Improving reasoning at test time

The blog series' final instalment addresses the question: once you have this architecture, how do you make agents reason better?

Local vs global reasoning. Most agent frameworks optimise locally — making each individual step as good as possible. But the quality of the final output depends on the sequence of steps: the global reasoning trajectory. A locally optimal step can lead to a globally poor outcome.

Evaluators. The framework supports pluggable evaluators — heuristic-based, LLM-as-a-judge, or learned — that score agent outputs. These evaluators enable:

Rejection sampling — generate multiple outputs, keep the best
Monte Carlo rollouts — branch from the current state, roll out several completions, evaluate each, and pick the most promising path to continue
Comparative ranking — present pairs of outputs to a judge and build a preference ordering

This is structurally analogous to how AlphaGo combines a policy network (the LLM choosing actions) with a value network (the evaluator scoring positions) and tree search (branching and rollout). The stack architecture makes this natural: each rollout is just a branch, and branches are cheap.

Artifacts and memory

For long-running tasks, the context window is not enough. Hugin provides two memory mechanisms:

Dynamic context — the stack, re-rendered at each LLM call. This is short-term memory: what happened in this task.

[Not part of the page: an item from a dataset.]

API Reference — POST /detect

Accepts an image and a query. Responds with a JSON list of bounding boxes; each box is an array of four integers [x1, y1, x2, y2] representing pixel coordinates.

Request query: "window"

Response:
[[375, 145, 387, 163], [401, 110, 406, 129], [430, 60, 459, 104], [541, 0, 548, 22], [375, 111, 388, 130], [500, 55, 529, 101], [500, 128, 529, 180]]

Artifacts — a persistent store the agent can write to and query. Insights, intermediate results, and findings that should survive beyond the current context window. Agents save artifacts explicitly via tools, and query them by semantic search. This is long-term memory: what the agent has learned.

The separation matters. Dynamic context is automatic and complete but bounded by the context window. Artifacts are selective and persistent but require the agent to decide what's worth remembering.

Tool execution

Agents interact with the world through tools. The state machine treats tool calls as first-class transitions — the agent requests a tool call, the framework executes it, and the result is pushed onto the stack.

Tools receive the full stack as context, giving them access to the agent's history, environment, and shared state. This means tools can be context-aware without the agent having to explicitly pass information.

Why this matters for Gimle

Hugin was built because reasoning about dynamical systems requires exactly the capabilities this architecture provides. Analysing a system's stability is not a single-step task — it requires exploring multiple approaches, backtracking from dead ends, and synthesising results across different analyses. The state machine makes this structured rather than ad-hoc.

Combined with Asgard (the symbolic-numeric computing layer) and Mimir (the foundation model for dynamical systems), Hugin provides the agentic reasoning layer of the Gimle stack — the part that decides what to do with the formal tools available.